Even her decision to enter the property market had been made to save money. Both she and her friend, Naomi Truscott, who works in publishing and was also on the verge of buying a flat, said that the deciding factor was that it was now cheaper to buy than rent.

'We've come to Ikea because it's cheapest for basic things,' said Julia. 'Habitat is too expensive. I've done that. I was completely depressed. For things like china I might go to John Lewis. The china here is cheap and cheerful.'

The Retail Consortium says that Julia and Naomi are, with these sentiments, bang in the middle of the trend. Shoppers are still very price conscious, but they are also beginning to look for slightly better quality. Ikea, ideally fitted to this climate, is expanding. 'We find British customers are more value-conscious than customers in other countries where we operate,' said Olle Hofvander, head of marketing. 'Things started to move last June. The whole year has been tremendously positive.'

Among fearful shoppers a kind of consumerist camaraderie seems to have broken out. As I gazed at a display in the new B & Q warehouse, a man sidled up to me and hissed: 'That's half price across the road, you know] They're all buying it there.'

'We bought a one-bedroom flat a year and a half ago,' said Donna Cowan, an electronics engineer from Streatham, with her partner, Sean, a carpenter, pushing a B & Q trolley.

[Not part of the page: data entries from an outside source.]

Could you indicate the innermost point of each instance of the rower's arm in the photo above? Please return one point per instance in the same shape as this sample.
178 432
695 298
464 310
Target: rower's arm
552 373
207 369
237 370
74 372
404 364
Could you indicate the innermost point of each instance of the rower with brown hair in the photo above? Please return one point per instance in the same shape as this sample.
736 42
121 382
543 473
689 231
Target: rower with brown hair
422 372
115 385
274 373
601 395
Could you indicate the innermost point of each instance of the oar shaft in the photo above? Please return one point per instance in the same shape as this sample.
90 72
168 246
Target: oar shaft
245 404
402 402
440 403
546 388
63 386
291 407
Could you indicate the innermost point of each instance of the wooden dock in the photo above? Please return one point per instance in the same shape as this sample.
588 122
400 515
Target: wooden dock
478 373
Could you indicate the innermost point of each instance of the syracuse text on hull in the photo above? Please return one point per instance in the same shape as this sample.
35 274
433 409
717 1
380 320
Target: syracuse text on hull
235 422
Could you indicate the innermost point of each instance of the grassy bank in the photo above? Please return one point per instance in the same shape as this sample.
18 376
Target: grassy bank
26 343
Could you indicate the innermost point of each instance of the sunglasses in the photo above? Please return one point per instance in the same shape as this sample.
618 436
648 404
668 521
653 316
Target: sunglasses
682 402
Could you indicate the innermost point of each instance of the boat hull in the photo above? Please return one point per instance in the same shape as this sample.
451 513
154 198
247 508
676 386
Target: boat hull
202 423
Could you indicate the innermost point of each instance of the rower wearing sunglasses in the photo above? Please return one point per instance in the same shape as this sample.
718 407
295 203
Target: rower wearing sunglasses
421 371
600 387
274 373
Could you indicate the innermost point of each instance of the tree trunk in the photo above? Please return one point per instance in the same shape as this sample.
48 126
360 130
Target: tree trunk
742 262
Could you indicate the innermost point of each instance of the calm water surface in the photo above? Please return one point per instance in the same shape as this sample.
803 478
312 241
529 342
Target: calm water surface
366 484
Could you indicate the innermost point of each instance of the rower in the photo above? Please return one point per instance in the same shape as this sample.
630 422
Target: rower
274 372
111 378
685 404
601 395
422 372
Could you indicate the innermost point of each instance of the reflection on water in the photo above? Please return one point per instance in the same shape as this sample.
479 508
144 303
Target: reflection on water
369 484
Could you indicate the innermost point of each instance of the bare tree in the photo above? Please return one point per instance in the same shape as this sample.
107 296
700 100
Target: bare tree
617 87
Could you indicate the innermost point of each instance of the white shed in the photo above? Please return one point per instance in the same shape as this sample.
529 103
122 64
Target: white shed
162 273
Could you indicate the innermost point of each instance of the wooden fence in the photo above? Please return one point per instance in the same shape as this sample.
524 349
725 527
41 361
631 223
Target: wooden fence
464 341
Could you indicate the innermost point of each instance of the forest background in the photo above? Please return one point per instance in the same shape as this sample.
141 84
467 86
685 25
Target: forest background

'We only bought because renting was higher. We deliberately took a mortgage that was less than we could afford, in case one of us lost our jobs, and we're doing it up room by room.'

The fear of unemployment seemed the biggest brake on spending, despite the 38,000 fall in last month's jobless figures. No one by the Purley Way even mentioned the new tax year's increases. The habit of carefulness, once learnt, is hard to abandon. 'People are doing cheering-up buying,' said Donna, pointing to two pots of heather and some grass seed, 'rather than major stuff.'

At one of Ikea's tills, all 24 of which seemed to be 10 deep, was Rowena Martin, her trolley full of pine shelving for a new toyshop she is opening in Tunbridge Wells next week, one of the new small businesses on which Mr Heseltine is pinning so much hope for the economy's revival. Her shop had grown out of a successful part-time selling operation - and careful control of overheads. 'We rang round,' she said. 'This is the cheapest place.'

Nearby is a new Cargo Club, among the latest of the region's echoing caverns. Here is a new twist to the torture of supastore shopping. Not only are there the long aisles to walk, hard on the feet, the myriad displays disorientating to the brain, but the system seems designed to add to a shopper's social insecurity.

Sad faces gazed up at the boards listing the various, mainly professional classes who are allowed to pay an entrance fee for the privilege of shopping there. 'Do you think I'd

be allowed?' said one man wistfully.

Outside the store was an old-fashioned sight - a family struggling towards their car, laden down with goods. 'We're only here because there was nothing on TV,' said Julian Brown of Selsdon in deliberate parody of Eighties-speak, as he struggled to fit a large mirror into the back of his red BMW. 'We bought this because it was only pounds 35 and now I don't think it's going to fit in the car. We didn't need these big flower pots, but they were only pounds 3 each. It's like when you go to Sainsbury's, innit? You always spend more than you intend to.'

But his attitude seemed exceptional. Cargo's chasms were dotted with figures, but many of them held visitor's cards, only looking. The sheer number of superstores by the Purley Way means that the customer can be both fickle and demanding. The Do It All store, early on Sunday afternoon, for instance, was three-quarters empty, owing, one assistant thought, to the fact that people were checking out the new B & Q down the road.

'I expect they'll be back,' she said, in the tones of one who is used to the ways of the wandering shades on Croydon's Purley Way.